Ella’s chest ached with affection and gratitude, and she smiled at Peggy, uncharacteristically speechless. “Thank you,” she managed, “I love it.”
Together they found a sheltered spot, sunny but safe from the wind, and spread the blanket out amongst the grass and daisies. Traipsing all over San Francisco’s hills was hungry work, and Ella dug into the picnic basket with anticipation, and then burst out laughing. Inside was what seemed to be the entire contents of Peggy’s icebox: two bananas, several hard-boiled eggs, some crackers, an entire block of cheese, two lumpy-looking peanut-butter sandwiches, and to top it all off, a large jar of dill pickles.
Peggy looked at her innocently. “What?” she asked as Ella shook her head ruefully, still laughing.
“I should have known better than to agree to any picnic you packed! Peggy Hayden, you’re a culinary menace to society.”
Peggy grinned unrepentantly. “I promised you a picnic, not a good one.” she said, and crunched on a pickle.

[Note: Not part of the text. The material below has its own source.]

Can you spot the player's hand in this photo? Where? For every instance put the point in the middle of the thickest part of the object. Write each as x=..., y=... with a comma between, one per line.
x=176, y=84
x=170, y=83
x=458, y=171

Baker Beach was beautiful at every time of day, but evenings were Peggy’s favorite. It had been this precise time of day, and very nearly this precise time of year, when she had first stumbled on the sheltered little cove, in the midst of a lonesome walk through the Presidio her first month in San Francisco. Whenever she came here she was reminded of that feeling - of walking down the steep path to the beach and seeing the Golden Gate bridge on one side, the rows of white houses on the other, and in front of her the Pacific Ocean, stretching out forever, uninterrupted except for the dark smudge of the Farallon Islands that could only be seen on the clearest days. Yes , she had thought that evening, feeling the setting sun on her face. Yes, I could make a home here . Something in her had settled, had curled up like a cat and nestled into San Francisco’s rocky coastline, and known that she had found her place. Peggy was herself here, even on days when she didn’t know what that meant. She didn’t have to be the sweet, accommodating Little Peggy Hayden of Quapaw, or the perfect, put-together Peggy Hayden of Chicago. She could just be Peg.
“Tell me what you see?”
Peggy looked up from her reverie to see Ella watching her with a strange, intent look on her face. It was the look she wore in art museums, or when following a new recipe. A trying-to-understand look. Peggy laughed, a little self-consciously.
“Why do you want to hear what I see? You’re the one with all the good stories.”
“I don’t want a story , I want to know what you see when you sit here and look at the ocean. Just the truth.”
The truth? As though it were that simple. In that moment Ella might as well have asked her to lasso the moon. But anything less than the truth wouldn’t do this place justice.
“I see… waves. I love the way the sunlight shines on them on this kind of day. Sunny days are special. Sometimes… see? When the wave turns over and for a moment you see the underside. It’s so dark and the light catches it for that split second. And…. I love those little birds, do you see them? Plovers. Their tiny little bodies against the big waves. I like to sit here and watch them when the tide is going out. And the sun sets while the fog is coming in and it makes everything so warm and gold like it is now, I suppose that’s what I see.”
She stopped abruptly, feeling chilled. Ella was watching the waves, looking distant and strangely tender. She reached out and squeezed Peggy’s hand. “I see it now,” she said. “Thank you.”
Peggy leaned her head on her shoulder tentatively and clasped Ella’s hand back. Together they watched the sun light the water gold, and the brave little plovers run back and forth, digging their long beaks into the sand. They never faltered, and never got caught, always waiting until the perfect moment to run back to the safety of shore, away from the waves that would sweep them out to sea.